According to the complaint, Gu and Lee made trades involving hundreds of shares of stock, and were responsible for between 60 and 89 percent of all put options trading of AMC, GameStop, BlackBerry, and Nokia stock on a single day in March. This trading impacted the options market as a whole, according to the complaint. 

“In addition to substantially contributing to the volume of trading, Gu and Lee’s trading prompted other traders to trade the options that they targeted … in other words, Gu’s and Lee’s wash trading in this contract induced other traders to place trades in an otherwise illiquid option contract,” the complaint reads.

Maker-take programs simply structure orders so that a trade is sent to an exchange and executed against a later order to make liquidity and generate value. A small rebate is issued to those who provide liquidity (makers) and a fee for those traders who “take” it.

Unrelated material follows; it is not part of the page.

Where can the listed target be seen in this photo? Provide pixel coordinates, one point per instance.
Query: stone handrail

Here, the SEC accuses Gu and Lee of inserting themselves to play both sides and generate illegal profits from the value generated by an exchange.

“The SEC's complaint alleges that Gu was able to generate illicit profits by using broker-dealer accounts that passed rebates back to their customers to place initial orders on one side of the market, and then using broker-dealer accounts that did not charge fees for taking liquidity for his subsequent orders on the other side of the market.” the SEC’s release reads. “When identifying a product to trade, Gu and his friend and business associate, Yong Lee, selected far out-of-the-money put options on some ‘meme stocks,’ which they thought would be easier to trade against themselves because interest in buying the "meme stocks" and related price increases would make put options on those stocks less attractive.”

The alleged scheme continued even after Gu's and Lee's accounts were closed by some platforms in March 2021 as Gu lied to broker-dealers: He not only created accounts using other people's names but also accessed them through VPNs  to obscure his identity. Gu was able to execute 11,400 trades himself and gain $668,671 in liquidity-rebates after commissions and fees ($1,370,000 total) while Lee executed 2,300 trades with himself and saw $51,334 in liquidity rebates.